Saturday, January 16th, 2010 at
2:09 pm
I’m at a point where I feel like I need to seek treatment for anxiety, and I’m wondering, for people who have been through it or know about it, and general advice about how to go along with it to get the most out of it and get the most effective recovery.
I don’t know how much of this was inevitable and how much of it I drove myself to, but the past year I have been driving myself harder in terms of working and going to school, it was always at least a six day week, 30 hours of work, 4-5 days a week, classes 2 days a week. And I tried to keep up with it, but my grades suffered. And then this winter I just collapsed, I broke down, I couldn’t keep up with it. It was the workload plus the anxiety. But what convinces me that I have an anxiety problem and that I wasn’t just stressed from the workload is that, now that I’m on winter break, I feel no better, I am no less anxious, I’ve gotten far more irritable, hopeless feeling, and depressed over the past year.

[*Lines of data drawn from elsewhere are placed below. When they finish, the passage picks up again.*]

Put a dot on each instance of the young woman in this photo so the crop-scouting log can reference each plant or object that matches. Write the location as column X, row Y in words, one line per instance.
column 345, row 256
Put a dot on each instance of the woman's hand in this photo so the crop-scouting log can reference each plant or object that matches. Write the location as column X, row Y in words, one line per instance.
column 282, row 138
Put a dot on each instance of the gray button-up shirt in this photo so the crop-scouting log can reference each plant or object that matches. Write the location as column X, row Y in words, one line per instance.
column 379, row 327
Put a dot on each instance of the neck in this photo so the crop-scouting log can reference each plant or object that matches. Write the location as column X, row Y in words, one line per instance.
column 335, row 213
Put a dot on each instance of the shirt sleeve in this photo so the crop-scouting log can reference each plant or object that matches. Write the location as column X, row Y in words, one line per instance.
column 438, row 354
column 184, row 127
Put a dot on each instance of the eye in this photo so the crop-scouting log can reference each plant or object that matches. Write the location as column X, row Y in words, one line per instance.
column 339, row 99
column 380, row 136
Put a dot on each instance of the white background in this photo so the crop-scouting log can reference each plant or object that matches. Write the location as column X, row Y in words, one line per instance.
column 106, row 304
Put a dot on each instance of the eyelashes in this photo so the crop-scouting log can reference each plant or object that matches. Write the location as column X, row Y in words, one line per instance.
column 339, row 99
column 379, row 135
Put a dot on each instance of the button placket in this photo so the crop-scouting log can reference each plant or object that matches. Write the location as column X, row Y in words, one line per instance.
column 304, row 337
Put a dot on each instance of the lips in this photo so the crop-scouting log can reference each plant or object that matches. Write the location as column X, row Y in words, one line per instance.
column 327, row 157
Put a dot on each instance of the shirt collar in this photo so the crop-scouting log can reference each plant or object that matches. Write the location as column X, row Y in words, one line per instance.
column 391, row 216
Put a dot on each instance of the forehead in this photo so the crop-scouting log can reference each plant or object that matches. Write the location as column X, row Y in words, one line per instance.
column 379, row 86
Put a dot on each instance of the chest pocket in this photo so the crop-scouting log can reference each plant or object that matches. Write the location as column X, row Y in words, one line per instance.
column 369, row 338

What I’m trying to decide is this: I could theoretically start treatment within a week, if I can get an appointment. I don’t know how long it takes to get on pills, and how long it would take for them to kick in. School starts again in roughly three weeks, and I have to decide whether to sign up for classes this semester within two. I really don’t want to skip a semester, being this close to attaining my associates degree, especially if taking time off wouldn’t really help me. But, at the same time, I don’t want to put myself through that again if I’m not going to be mentally stable enough to handle it. What’s the point? Maybe the time off would give me time to work through this and clear my mind, and get a fresh start in the summer. What I’m asking is, what would you do?